3) Ajustes individuais (bike fit), manutenção preventiva e limpeza.

Ergonomia é tudo numa bicicleta. Pequenos ajustes podem transformar a experiência de pedalar, evitar lesões e expandir horizontes em cima de uma bicicleta. Aprenda a lógica por trás da altura correta do selim, do ângulo certo do selim, da distância ideal entre o selim e o guidão, da melhor altura para o guidão, do guidão ideal, entre outros ajustes. A largura e a pressão dos pneus pode transformar uma bicicleta. A pressão na suspensão pode fazer muita diferença também. Lubrificação, troca de peças, lavagem e limpeza.

4) Mecânica de emergência com e sem ferramentas adequadas.

Kit básico de mecânica de emergência, compacto e ultraleve. Aprenda truques para resolver problemas como: câmara de ar furada ou rasgada, pneu rasgado, corrente quebrada, roda desalinhada, pastilhas de freio gastas, câmbio desajustado, câmbio quebrado, gancheira quebrada, etc. Ajustes e consertos com e sem ferramentas apropriadas. Aprender a improvisar é fundamental no BIKEPACKING.

5) Transporte de equipamento na mountain bike.

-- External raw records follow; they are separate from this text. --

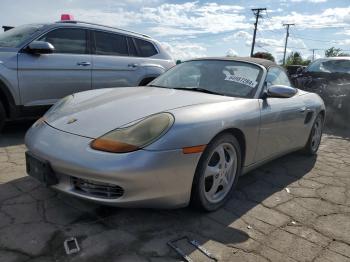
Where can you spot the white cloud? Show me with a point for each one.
(184, 51)
(193, 16)
(330, 17)
(311, 1)
(231, 52)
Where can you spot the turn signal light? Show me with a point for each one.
(112, 146)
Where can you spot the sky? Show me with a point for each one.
(190, 29)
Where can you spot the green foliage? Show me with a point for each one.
(332, 52)
(295, 58)
(264, 55)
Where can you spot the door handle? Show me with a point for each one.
(83, 63)
(302, 109)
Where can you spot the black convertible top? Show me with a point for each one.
(264, 62)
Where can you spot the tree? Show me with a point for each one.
(264, 55)
(295, 58)
(331, 52)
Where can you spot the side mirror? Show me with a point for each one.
(280, 91)
(40, 47)
(299, 70)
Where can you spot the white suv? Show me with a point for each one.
(41, 63)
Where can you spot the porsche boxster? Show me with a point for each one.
(184, 138)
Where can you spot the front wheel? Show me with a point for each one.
(2, 116)
(217, 173)
(314, 140)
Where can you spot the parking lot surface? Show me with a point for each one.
(296, 208)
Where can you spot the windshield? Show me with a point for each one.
(16, 36)
(330, 66)
(229, 78)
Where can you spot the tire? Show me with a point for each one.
(315, 136)
(216, 176)
(2, 116)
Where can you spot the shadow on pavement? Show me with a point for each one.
(45, 218)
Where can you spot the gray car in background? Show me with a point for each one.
(41, 63)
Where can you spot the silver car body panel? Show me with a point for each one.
(149, 178)
(160, 175)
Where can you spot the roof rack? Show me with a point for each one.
(88, 23)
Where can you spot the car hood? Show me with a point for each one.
(94, 113)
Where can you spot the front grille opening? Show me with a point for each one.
(96, 189)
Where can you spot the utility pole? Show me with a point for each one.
(256, 12)
(285, 44)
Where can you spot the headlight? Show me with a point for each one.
(135, 136)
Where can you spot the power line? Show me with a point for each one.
(256, 12)
(285, 44)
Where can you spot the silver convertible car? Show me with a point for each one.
(184, 138)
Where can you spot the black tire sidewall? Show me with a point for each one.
(308, 149)
(197, 197)
(2, 116)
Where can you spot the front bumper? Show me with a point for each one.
(157, 179)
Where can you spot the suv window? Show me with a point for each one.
(330, 66)
(67, 40)
(276, 76)
(16, 36)
(110, 44)
(145, 48)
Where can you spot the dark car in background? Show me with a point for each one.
(330, 78)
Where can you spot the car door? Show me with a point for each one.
(281, 121)
(112, 65)
(45, 78)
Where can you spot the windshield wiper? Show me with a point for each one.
(157, 86)
(198, 89)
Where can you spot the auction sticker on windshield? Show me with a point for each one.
(239, 79)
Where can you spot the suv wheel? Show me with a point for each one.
(2, 116)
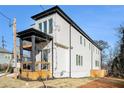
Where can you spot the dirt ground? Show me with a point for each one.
(105, 83)
(88, 82)
(6, 82)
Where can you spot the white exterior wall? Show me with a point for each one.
(61, 55)
(80, 49)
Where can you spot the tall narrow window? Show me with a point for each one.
(97, 63)
(45, 26)
(89, 46)
(40, 26)
(81, 60)
(50, 26)
(84, 42)
(76, 60)
(81, 40)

Transportar o mínimo possível de equipamento sem abrir mão da segurança é a chave da questão. O posicionamento e a localização de peso na bicicleta pode transformar a experiência de pedalar num sofrimento, além de limitar velocidade, distância, tipo de terreno e danificar a bicicleta. Bolsas específicas para BIKEPACKING, bike trailers e outras formas de transporte de equipamento em viagens de bicicleta formam uma das maiores evoluções na modalidade. Em paralelo, a diminuição de peso e volume no equipamento de acampamento selvagem ampliaram muito as possibilidades do esporte. O BIKEPACKING é muito diferente do cicloturismo tradicional nesse sentido.

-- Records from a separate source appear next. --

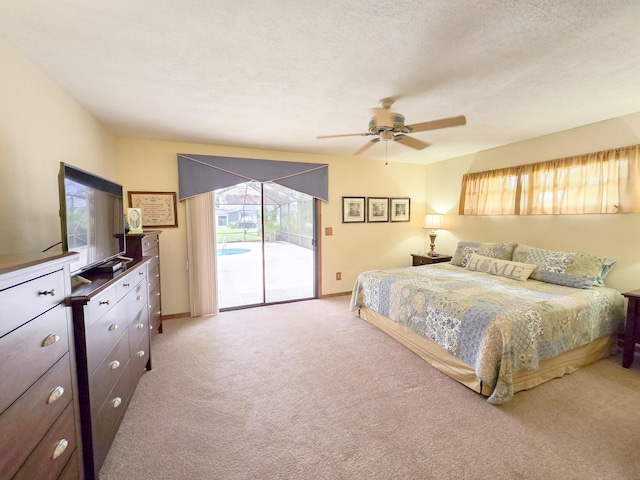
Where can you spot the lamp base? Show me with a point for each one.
(432, 236)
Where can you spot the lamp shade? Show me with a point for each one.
(432, 221)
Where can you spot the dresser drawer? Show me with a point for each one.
(140, 273)
(103, 335)
(154, 277)
(139, 327)
(108, 372)
(107, 421)
(50, 456)
(125, 285)
(43, 341)
(99, 305)
(25, 422)
(27, 300)
(71, 469)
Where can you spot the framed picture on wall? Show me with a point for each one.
(158, 208)
(353, 210)
(377, 209)
(400, 209)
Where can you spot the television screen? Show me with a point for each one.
(92, 217)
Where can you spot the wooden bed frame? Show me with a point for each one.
(452, 366)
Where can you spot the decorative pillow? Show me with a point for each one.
(504, 268)
(503, 251)
(606, 268)
(578, 270)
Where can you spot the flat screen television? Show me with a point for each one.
(91, 217)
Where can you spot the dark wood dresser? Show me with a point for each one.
(147, 244)
(632, 327)
(111, 330)
(39, 424)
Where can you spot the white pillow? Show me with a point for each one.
(504, 268)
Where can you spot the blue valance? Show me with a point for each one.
(199, 174)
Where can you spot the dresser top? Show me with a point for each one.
(13, 262)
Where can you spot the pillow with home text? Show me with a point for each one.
(503, 268)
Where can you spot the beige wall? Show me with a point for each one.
(149, 165)
(615, 236)
(40, 126)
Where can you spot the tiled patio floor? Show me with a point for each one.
(289, 273)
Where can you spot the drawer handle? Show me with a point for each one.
(56, 394)
(61, 446)
(51, 339)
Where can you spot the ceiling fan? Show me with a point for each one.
(388, 125)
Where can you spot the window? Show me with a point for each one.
(602, 182)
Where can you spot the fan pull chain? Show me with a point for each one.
(386, 152)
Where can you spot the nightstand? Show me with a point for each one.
(426, 259)
(632, 327)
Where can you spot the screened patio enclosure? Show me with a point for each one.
(265, 244)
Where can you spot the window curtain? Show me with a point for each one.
(602, 182)
(201, 255)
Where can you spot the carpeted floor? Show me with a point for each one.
(307, 390)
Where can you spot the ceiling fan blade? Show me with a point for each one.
(345, 135)
(410, 142)
(383, 116)
(367, 146)
(436, 124)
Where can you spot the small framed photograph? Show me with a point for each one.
(158, 208)
(377, 209)
(400, 209)
(353, 210)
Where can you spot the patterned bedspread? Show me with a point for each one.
(496, 325)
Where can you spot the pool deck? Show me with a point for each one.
(289, 273)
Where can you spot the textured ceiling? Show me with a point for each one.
(276, 74)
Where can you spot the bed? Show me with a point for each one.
(501, 317)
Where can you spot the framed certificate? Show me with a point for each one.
(158, 209)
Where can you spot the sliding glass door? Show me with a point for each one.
(266, 245)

6) Equipamento específico e improvisado para BIKEPACKING.

O equipamento específico para BIKEPACKING pode ser divido em cinco categorias: “transporte de bagagem”, “acampamento”, “roupas e calçados”, “alimentação e hidratação” e “acessórios”. O segredo é escolher bem as três primeiras categorias e tentar reduzir ao máximo reduzir a duas últimas. Bolsa de quadro, bolsa de selim, bolsa de guidão, bolsas de cockpit, mochilas, etc. Barracas, bivaques, redes de dormir. Tipos de sacos de dormir e isolantes térmicos. Fogareiros a gás, benzina ou álcool. Tipos de panelas. Roupas e calçados técnicos e ultraleves. Descubra a diferença entre equipamento convencional e equipamento ultraleve.

7) Acampamento selvagem ultraleve e de mínimo impacto ambiental.

Como escolher e armar acampamento selvagem usando desde barracas até sacos de bivaque. Entenda o conceito de “sistema de dormir”. Como cozinhar usando fogareiros e utensílios ultraleves. Dicas de culinária eficiente, leve e compacta. Como acampar causando o mínimo de impacto ambiental possível. Aula prática com pernoite em acampamento selvagem e preparação de jantar e café da manhã.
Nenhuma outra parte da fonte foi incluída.